A breathing machine can deliver oxygen to the lungs and help reduce the level of CO2 in the body. This device is often used by inserting an air tube into the patient’s mouth or nose and then down the trachea. This allows the ventilator to air in and out of the lungs.

“The ventilator can deliver oxygen by pumping air into the lungs like a balloon,” said Parshawn Lahiji, an emergency department physician at Providence Saint John’s Medical Center.

“By adjusting the settings, we can synchronize the airflow from the ventilator to the rate at which the patient is breathing normally, helping them breathe better by increasing the pressure, air flow or air flow from the ventilator,” he said. Dr. Benjamin Singer works at the emergency room of Northwestern University Medical School.

A ventilator is used to replace lung function when it is inactive for a short time. That is why they are often used in surgeries to keep the lungs active when the patient is under general anesthesia.

They are also used in cases of people suffering from diseases such as pneumonia, which impair lung function.

“In such situations, if traditional medical therapies are not helpful, we can put a breathing tube into the throat and let the breathing machine take care of the breathing during that time,” Lahiji said.

The time a patient has to breathe on a machine depends on their severity. Typically, this time can range from a few hours to several weeks. In particular, for patients with respiratory failure, the ventilator may have been associated with them for many years.

Why is ventilator important for patients with Covid-19 infection?

A bed of intensive care in Germany, on the right is a breathing machine and an injection system. Photo: Picture Alliance.
A bed of intensive care in Germany, on the right is a breathing machine and an injection system. Photo: Picture Alliance.

The Covid-19 epidemic can cause acute respiratory distress syndrome, leading to lung damage and making it hard for you to breathe.

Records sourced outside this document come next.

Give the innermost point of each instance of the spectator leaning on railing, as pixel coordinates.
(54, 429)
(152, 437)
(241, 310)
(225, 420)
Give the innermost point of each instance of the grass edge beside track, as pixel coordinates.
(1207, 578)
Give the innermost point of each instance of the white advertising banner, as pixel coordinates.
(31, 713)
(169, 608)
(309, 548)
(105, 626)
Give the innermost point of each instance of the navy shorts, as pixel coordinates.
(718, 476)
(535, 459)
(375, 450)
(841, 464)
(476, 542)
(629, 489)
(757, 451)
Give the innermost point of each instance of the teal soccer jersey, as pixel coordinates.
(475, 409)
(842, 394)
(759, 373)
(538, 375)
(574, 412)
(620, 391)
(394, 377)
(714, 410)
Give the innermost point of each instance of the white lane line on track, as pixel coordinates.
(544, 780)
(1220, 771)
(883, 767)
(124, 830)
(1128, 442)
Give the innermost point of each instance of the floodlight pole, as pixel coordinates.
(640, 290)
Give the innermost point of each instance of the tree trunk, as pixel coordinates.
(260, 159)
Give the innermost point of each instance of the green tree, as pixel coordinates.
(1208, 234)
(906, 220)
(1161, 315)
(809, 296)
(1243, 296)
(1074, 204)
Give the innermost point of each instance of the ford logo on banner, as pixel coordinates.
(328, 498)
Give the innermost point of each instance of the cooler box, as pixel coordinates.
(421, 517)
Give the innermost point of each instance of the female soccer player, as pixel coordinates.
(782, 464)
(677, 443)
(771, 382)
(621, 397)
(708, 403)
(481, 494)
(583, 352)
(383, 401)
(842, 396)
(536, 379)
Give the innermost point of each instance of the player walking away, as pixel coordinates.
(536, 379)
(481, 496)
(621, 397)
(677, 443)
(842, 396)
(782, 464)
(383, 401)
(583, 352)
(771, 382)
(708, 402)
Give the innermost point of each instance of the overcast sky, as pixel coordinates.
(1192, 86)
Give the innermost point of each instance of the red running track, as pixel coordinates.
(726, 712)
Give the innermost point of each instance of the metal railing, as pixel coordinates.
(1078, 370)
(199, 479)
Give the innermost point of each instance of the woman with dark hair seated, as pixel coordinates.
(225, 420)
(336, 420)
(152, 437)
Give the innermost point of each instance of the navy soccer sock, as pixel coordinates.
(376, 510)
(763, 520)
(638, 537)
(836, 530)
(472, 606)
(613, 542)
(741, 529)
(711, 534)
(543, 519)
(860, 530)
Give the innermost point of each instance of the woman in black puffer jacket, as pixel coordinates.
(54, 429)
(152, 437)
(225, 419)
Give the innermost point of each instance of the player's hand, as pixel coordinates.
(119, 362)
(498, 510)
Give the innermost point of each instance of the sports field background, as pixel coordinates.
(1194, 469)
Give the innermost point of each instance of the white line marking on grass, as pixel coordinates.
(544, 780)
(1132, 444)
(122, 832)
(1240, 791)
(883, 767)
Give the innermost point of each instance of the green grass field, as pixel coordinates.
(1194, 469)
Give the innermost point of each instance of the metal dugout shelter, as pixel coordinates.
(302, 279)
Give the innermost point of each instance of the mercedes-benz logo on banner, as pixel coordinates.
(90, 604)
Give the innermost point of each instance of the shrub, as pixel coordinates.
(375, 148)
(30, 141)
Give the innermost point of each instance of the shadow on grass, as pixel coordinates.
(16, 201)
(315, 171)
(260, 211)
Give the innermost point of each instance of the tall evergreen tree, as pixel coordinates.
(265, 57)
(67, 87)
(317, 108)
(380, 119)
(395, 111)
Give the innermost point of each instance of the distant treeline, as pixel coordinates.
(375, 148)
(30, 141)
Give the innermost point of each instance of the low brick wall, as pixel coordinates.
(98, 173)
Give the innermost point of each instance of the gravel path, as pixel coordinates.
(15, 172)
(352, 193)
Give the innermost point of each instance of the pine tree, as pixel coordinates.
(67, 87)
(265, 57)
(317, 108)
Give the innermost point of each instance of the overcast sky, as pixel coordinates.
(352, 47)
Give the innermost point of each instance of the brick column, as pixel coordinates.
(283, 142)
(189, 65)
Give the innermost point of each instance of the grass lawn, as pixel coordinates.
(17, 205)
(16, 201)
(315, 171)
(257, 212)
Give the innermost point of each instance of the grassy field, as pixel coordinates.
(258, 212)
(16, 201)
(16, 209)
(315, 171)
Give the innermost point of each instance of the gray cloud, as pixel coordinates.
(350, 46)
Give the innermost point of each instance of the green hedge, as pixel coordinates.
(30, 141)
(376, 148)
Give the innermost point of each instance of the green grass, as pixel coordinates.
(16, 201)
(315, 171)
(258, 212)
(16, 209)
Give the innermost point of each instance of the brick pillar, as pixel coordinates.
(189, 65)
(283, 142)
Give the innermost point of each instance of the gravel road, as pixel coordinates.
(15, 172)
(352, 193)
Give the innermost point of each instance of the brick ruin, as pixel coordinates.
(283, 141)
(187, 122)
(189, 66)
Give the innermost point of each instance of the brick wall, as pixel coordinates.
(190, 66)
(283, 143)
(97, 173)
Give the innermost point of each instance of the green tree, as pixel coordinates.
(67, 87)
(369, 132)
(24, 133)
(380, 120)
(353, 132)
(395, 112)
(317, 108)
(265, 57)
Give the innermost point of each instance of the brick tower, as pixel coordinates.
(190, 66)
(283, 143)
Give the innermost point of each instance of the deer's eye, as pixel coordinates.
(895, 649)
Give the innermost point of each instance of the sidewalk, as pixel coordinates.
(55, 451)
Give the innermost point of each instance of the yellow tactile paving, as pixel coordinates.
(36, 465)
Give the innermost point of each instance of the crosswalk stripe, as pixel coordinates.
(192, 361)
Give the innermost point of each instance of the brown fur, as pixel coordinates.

“ICU is where the breathing machine really works,” Lahiji added. In fact, ventilators can be an effective way to save patients who cannot breathe normally.

In a large-scale study published in February of the disease characteristics in Wuhan, researchers found that 5% of 1,099 patients were positive for the virus. ICU care. Among those receiving intensive care, nearly half, or 2.3% of all patients, needed ventilator access.

“With so many people infected, and we know that part of it is going to go badly and need help from a ventilator, we run the risk of missing this device, a medical resource.” very important, “commented Dr. Benjamin Singer.

In the US, concerns about overcrowding of ventilators and patient beds at the ICU are hindering efforts to contain the Covid-19 epidemic. The report published by the New York City health agency estimates that with the current number of patients, New York may own only 15% of the required number of ventilators.

This figure does not seem enough when the number of people infected with the coronavirus in New York is increasing.

New York health officials even considered using a ventilator for two patients. However, this is considered a relatively risky measure, requiring both patients to have similar lung capacity and size.